The sight of blood in the urine is enough to make anyone panic. It may or may not be a cause for concern, but you should have it checked out by a doctor to rule out any serious conditions.
Medically, blood in the urine is known as hematuria. There are two forms of hematuria:
- Gross Hematuria: This is when you can see blood in the urine. The urine may look pink, red, or cola-colored due to the presence of red blood cells (RBCs). Most of the time, other than the change in appearance in urine, most people do not have other symptoms.
- Microscopic Hematuria: This is when you cannot see blood in the urine with a naked eye but it can be seen when the urine is examined with a microscope. Most people with microscopic hematuria have no symptoms.

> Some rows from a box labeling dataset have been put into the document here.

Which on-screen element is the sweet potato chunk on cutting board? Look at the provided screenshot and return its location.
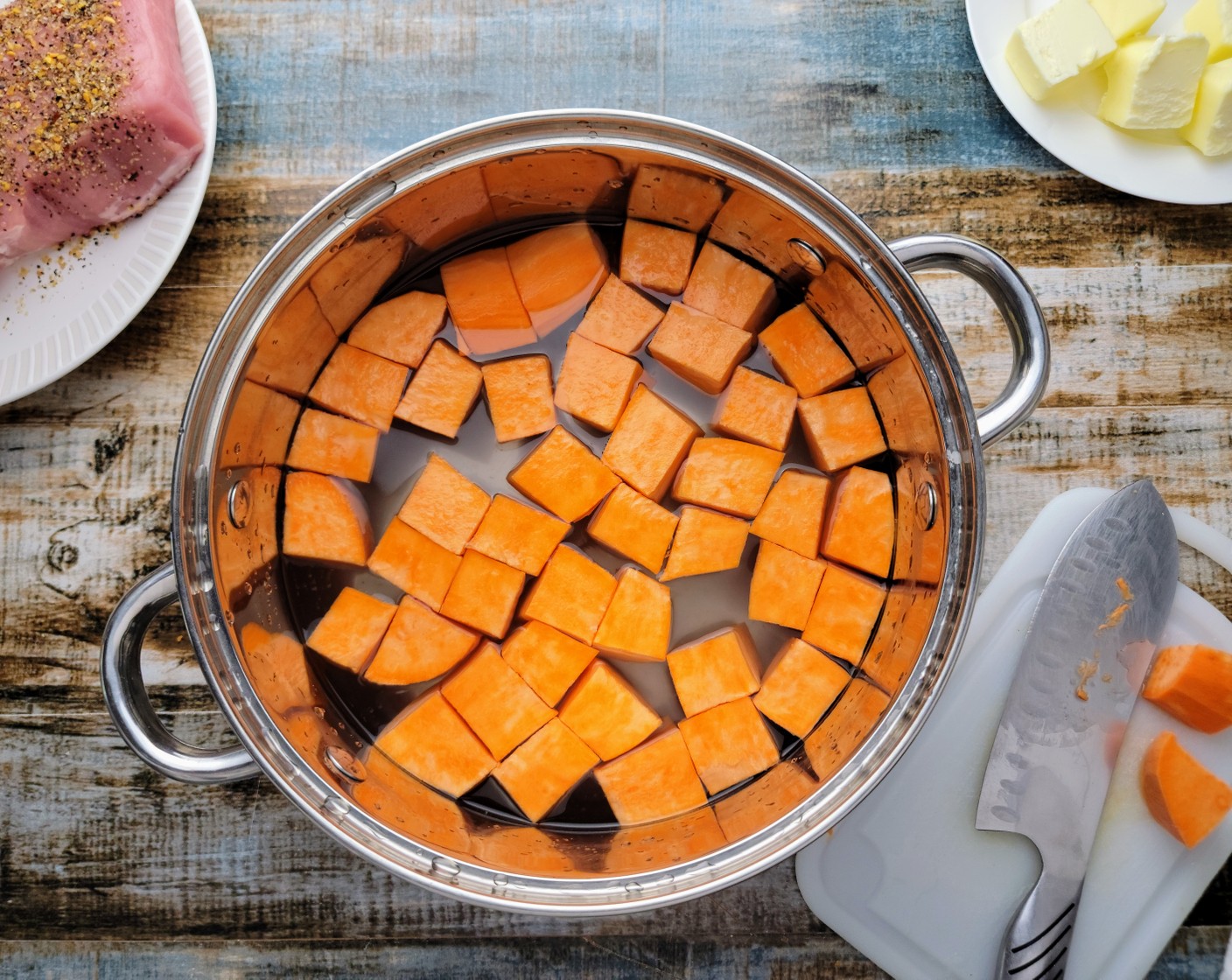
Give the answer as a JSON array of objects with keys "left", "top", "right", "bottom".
[
  {"left": 493, "top": 718, "right": 598, "bottom": 821},
  {"left": 282, "top": 470, "right": 372, "bottom": 566},
  {"left": 603, "top": 385, "right": 701, "bottom": 500},
  {"left": 561, "top": 661, "right": 659, "bottom": 762},
  {"left": 374, "top": 688, "right": 496, "bottom": 796},
  {"left": 398, "top": 452, "right": 492, "bottom": 555},
  {"left": 595, "top": 729, "right": 706, "bottom": 824},
  {"left": 1141, "top": 731, "right": 1232, "bottom": 847},
  {"left": 441, "top": 640, "right": 556, "bottom": 760},
  {"left": 508, "top": 425, "right": 620, "bottom": 524}
]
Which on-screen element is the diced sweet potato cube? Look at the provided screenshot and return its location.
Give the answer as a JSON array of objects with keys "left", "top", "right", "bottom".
[
  {"left": 282, "top": 471, "right": 372, "bottom": 564},
  {"left": 520, "top": 545, "right": 616, "bottom": 643},
  {"left": 595, "top": 568, "right": 671, "bottom": 661},
  {"left": 620, "top": 220, "right": 697, "bottom": 296},
  {"left": 467, "top": 494, "right": 570, "bottom": 576},
  {"left": 441, "top": 247, "right": 536, "bottom": 354},
  {"left": 679, "top": 697, "right": 779, "bottom": 795},
  {"left": 480, "top": 354, "right": 556, "bottom": 443},
  {"left": 758, "top": 304, "right": 855, "bottom": 398},
  {"left": 822, "top": 466, "right": 894, "bottom": 578},
  {"left": 308, "top": 585, "right": 398, "bottom": 673},
  {"left": 668, "top": 622, "right": 761, "bottom": 718},
  {"left": 395, "top": 340, "right": 483, "bottom": 439},
  {"left": 308, "top": 344, "right": 410, "bottom": 432},
  {"left": 556, "top": 332, "right": 642, "bottom": 432},
  {"left": 574, "top": 272, "right": 663, "bottom": 354},
  {"left": 683, "top": 242, "right": 777, "bottom": 334},
  {"left": 659, "top": 507, "right": 749, "bottom": 582},
  {"left": 586, "top": 483, "right": 680, "bottom": 573},
  {"left": 398, "top": 452, "right": 492, "bottom": 555},
  {"left": 798, "top": 388, "right": 886, "bottom": 473},
  {"left": 505, "top": 220, "right": 607, "bottom": 337},
  {"left": 346, "top": 290, "right": 446, "bottom": 368},
  {"left": 368, "top": 518, "right": 462, "bottom": 612},
  {"left": 363, "top": 595, "right": 480, "bottom": 685},
  {"left": 372, "top": 688, "right": 496, "bottom": 796},
  {"left": 752, "top": 637, "right": 851, "bottom": 738},
  {"left": 801, "top": 564, "right": 886, "bottom": 663},
  {"left": 603, "top": 385, "right": 701, "bottom": 500},
  {"left": 561, "top": 661, "right": 659, "bottom": 762},
  {"left": 441, "top": 549, "right": 526, "bottom": 640},
  {"left": 493, "top": 718, "right": 598, "bottom": 821},
  {"left": 647, "top": 304, "right": 752, "bottom": 395},
  {"left": 595, "top": 729, "right": 706, "bottom": 824},
  {"left": 749, "top": 541, "right": 825, "bottom": 630},
  {"left": 287, "top": 408, "right": 381, "bottom": 483},
  {"left": 671, "top": 438, "right": 783, "bottom": 518},
  {"left": 441, "top": 640, "right": 556, "bottom": 760},
  {"left": 501, "top": 620, "right": 598, "bottom": 705},
  {"left": 508, "top": 425, "right": 620, "bottom": 524},
  {"left": 710, "top": 368, "right": 796, "bottom": 450}
]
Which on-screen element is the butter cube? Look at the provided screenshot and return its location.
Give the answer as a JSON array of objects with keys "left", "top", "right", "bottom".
[
  {"left": 1099, "top": 34, "right": 1208, "bottom": 130},
  {"left": 1005, "top": 0, "right": 1116, "bottom": 100},
  {"left": 1180, "top": 60, "right": 1232, "bottom": 157}
]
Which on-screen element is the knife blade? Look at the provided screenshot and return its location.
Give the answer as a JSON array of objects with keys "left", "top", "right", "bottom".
[{"left": 976, "top": 480, "right": 1179, "bottom": 980}]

When a person has hematuria, the kidneys or other parts of the urinary tract allow blood cells to leak into the urine. Anyone, including children, can be at risk for blood in the urine. Appearance of blood in urine does not automatically mean you have a serious condition. There are many causes of hematuria including:
- Vigorous or strenuous exercise
- Sexual activity
- Urinary tract infection
- Kidney infection
- Kidney or bladder stone
- Bacterial or viral infection
- Family history of kidney disease
More serious problems that could be causing blood in your urine might be:
- Kidney or bladder cancer
- Polycystic kidney disease
- Irritation or swelling in the kidney, prostate in men, or another part of the urinary tract
- Blood clots
- Sickle cell disease
- Enlarged prostate
- Medications, such as the anti-cancer drug cyclophosphamide (Cytoxan) and penicillin
Hematuria is diagnosed with a urine sample called a urinalysis. A lab technician places a strip of chemically treated paper called a dipstick in the urine. If RBCs are present, patches on the dipstick change color. When RBCs are noted, then the urine is further examined under a microscope to make the diagnosis of hematuria.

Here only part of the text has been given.